Although using native WekaFS driver as the underlying storage connectivity layer is recommended way to use WekaFS with Kubernetes, it is also possible to use the Weka CSI Plugin over NFS transport. This allows you to use WekaFS as a storage backend for your Kubernetes cluster without the need to install the Weka client on each Kubernetes node.
- Simplified deployment: No need to install the Weka client on each Kubernetes node
- Interoperability: Use Weka CSI Plugin on nodes where the Weka client is not yet installed, or is not currently supported
- Flexibility: Use Weka CSI Plugin with NFS transport for specific use-cases, while using the native WekaFS driver for other use-cases
- Performance: Pods are mounted across multiple IPs on the same NFS interface group, maximizing performance and simplifying management
- Ease of migration: Use Weka CSI Plugin with NFS transport as a stepping stone to migrate to the native WekaFS driver.

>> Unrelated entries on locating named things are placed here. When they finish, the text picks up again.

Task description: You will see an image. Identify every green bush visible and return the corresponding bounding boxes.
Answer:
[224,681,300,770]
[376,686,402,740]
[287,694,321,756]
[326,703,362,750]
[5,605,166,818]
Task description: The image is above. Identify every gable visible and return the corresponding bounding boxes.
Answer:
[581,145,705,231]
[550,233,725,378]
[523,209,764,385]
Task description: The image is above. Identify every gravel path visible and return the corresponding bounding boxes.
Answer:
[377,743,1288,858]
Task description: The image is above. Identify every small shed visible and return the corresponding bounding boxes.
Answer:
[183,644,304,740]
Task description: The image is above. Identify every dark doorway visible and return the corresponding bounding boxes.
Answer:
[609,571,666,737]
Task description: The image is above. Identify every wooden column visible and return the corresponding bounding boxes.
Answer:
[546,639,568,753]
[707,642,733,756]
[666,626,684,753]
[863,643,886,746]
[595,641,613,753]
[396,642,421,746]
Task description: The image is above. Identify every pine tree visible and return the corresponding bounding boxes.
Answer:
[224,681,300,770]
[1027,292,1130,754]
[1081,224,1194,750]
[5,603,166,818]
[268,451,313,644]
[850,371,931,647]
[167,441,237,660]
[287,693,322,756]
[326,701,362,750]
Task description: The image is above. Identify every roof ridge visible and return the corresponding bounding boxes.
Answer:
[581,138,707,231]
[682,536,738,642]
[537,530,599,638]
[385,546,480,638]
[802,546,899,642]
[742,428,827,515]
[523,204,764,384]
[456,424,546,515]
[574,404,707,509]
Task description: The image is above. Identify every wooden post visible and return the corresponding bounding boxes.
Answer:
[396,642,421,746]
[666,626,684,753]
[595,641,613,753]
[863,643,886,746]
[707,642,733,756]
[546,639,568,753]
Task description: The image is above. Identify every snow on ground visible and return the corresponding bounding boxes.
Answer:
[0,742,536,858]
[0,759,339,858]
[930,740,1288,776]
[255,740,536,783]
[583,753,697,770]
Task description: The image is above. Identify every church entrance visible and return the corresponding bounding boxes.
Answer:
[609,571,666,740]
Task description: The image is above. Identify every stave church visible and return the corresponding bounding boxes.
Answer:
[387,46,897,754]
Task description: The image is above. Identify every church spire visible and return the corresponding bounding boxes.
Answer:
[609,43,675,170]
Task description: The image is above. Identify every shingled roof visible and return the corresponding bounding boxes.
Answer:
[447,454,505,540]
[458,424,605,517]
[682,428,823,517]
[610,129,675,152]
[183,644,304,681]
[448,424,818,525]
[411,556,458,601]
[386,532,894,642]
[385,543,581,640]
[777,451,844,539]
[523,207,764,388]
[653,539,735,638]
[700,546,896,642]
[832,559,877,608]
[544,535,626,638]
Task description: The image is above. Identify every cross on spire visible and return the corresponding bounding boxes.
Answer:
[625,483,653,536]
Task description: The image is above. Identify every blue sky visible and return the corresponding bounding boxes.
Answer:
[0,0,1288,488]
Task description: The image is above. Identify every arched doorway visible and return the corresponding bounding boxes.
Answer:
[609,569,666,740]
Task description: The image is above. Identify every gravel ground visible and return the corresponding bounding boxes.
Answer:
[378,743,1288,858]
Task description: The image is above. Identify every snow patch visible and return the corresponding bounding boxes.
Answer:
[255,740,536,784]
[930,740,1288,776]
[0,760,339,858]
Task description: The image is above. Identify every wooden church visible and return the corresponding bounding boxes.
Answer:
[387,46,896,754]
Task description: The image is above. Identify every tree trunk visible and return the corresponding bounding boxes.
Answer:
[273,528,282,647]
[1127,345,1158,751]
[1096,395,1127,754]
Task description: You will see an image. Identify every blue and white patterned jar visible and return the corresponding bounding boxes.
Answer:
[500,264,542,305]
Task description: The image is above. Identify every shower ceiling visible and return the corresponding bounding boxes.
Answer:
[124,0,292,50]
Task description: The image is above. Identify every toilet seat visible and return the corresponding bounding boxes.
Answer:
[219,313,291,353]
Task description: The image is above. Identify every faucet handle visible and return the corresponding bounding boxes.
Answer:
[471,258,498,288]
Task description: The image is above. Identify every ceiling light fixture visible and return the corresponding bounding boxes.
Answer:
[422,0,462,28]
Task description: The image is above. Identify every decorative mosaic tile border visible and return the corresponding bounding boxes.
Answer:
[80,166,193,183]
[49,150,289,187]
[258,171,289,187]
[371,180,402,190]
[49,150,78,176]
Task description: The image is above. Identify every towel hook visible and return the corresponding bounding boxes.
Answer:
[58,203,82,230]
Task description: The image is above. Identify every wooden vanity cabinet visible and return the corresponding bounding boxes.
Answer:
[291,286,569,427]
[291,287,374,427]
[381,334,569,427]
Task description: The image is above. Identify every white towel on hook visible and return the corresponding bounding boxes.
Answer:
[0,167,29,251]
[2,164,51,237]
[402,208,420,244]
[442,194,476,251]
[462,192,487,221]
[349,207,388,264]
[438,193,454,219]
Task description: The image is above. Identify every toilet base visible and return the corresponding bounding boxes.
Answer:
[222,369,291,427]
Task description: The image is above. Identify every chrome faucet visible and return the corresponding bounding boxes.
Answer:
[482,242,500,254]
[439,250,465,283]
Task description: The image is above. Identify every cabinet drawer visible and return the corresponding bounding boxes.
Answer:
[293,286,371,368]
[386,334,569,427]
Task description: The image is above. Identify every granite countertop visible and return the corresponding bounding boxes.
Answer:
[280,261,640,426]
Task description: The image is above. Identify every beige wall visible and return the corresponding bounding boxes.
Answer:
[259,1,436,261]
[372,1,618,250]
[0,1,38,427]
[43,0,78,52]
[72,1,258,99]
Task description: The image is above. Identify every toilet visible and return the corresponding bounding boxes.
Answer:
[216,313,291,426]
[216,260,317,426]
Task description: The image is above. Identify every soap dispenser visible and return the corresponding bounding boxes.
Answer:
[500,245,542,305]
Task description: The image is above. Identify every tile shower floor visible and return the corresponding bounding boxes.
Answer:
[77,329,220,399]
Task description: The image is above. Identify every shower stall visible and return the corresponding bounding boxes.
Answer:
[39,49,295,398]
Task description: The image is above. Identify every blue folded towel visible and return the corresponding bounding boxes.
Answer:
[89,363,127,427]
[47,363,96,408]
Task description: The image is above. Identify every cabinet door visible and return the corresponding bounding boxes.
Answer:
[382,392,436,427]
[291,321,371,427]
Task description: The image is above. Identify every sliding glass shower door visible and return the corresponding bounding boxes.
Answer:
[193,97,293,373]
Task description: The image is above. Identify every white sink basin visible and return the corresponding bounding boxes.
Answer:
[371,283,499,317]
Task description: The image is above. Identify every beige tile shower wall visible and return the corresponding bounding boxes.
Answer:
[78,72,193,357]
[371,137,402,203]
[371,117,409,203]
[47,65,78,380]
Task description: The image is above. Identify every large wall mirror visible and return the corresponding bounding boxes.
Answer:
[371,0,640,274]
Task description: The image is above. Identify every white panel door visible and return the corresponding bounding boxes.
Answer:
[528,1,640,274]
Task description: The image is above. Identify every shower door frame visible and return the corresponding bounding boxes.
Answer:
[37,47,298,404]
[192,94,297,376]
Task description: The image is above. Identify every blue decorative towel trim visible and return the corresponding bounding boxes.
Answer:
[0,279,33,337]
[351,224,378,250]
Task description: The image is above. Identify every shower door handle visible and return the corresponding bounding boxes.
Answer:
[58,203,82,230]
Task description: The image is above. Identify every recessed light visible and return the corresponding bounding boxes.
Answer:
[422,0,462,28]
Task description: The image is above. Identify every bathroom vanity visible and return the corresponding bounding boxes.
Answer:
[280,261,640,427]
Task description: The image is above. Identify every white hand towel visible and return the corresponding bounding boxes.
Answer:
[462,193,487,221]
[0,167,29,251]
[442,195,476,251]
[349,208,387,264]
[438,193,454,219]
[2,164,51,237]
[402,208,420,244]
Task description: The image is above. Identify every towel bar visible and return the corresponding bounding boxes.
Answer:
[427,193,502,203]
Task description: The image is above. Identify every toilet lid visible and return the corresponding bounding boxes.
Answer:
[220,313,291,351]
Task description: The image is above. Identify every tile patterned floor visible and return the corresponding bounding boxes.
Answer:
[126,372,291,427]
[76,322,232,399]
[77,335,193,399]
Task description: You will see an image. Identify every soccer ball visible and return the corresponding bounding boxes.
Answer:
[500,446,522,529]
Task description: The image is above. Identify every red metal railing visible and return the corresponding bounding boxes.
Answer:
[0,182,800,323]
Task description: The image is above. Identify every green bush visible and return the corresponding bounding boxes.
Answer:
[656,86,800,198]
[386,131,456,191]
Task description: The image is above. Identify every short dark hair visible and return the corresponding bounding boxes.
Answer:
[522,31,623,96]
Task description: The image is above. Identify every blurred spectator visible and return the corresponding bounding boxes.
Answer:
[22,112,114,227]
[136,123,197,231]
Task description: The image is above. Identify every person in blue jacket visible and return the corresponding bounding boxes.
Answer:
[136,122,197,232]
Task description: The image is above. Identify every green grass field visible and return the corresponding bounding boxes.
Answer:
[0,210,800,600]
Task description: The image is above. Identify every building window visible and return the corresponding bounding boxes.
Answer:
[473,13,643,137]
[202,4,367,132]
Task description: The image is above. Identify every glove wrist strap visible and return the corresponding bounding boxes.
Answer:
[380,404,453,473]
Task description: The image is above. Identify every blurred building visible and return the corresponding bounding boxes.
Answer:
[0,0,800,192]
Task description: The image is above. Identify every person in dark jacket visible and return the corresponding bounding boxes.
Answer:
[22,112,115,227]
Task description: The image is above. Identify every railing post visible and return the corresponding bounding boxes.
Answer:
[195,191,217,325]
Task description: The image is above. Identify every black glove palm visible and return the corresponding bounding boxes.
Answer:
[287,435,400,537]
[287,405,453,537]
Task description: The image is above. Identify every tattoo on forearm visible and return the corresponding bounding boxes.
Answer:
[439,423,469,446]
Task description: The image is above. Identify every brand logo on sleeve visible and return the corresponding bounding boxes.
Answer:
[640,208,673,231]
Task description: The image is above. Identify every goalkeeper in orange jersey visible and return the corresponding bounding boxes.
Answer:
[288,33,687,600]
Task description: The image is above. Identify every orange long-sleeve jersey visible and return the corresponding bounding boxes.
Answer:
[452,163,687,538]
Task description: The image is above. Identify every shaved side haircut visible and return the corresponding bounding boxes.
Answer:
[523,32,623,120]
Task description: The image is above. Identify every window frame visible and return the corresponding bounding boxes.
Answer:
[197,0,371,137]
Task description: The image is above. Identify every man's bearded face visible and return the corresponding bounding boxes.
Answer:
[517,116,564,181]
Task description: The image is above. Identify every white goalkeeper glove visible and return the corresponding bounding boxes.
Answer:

After deployment of the Weka client on all nodes, you can switch to the native WekaFS driver without changing the storage configuration by simply rebooting the node.
- Performance: NFS transport is not as performant as the native WekaFS driver and it is not recommended for high-performance workloads
- Feature Parity: Some features and capabilities of the native WekaFS driver are not available when using the Weka CSI Plugin with NFS transport
- Complexity: NFS transport requires additional configuration on the Weka cluster, and may require additional networking configuration on the Kubernetes cluster
- Interoperability: Same Kubernetes node cannot use both NFS and WekaFS transport at the same time
- Migration: Migrating from NFS transport to WekaFS transport requires rebooting the Kubernetes nodes (after Weka client deployment)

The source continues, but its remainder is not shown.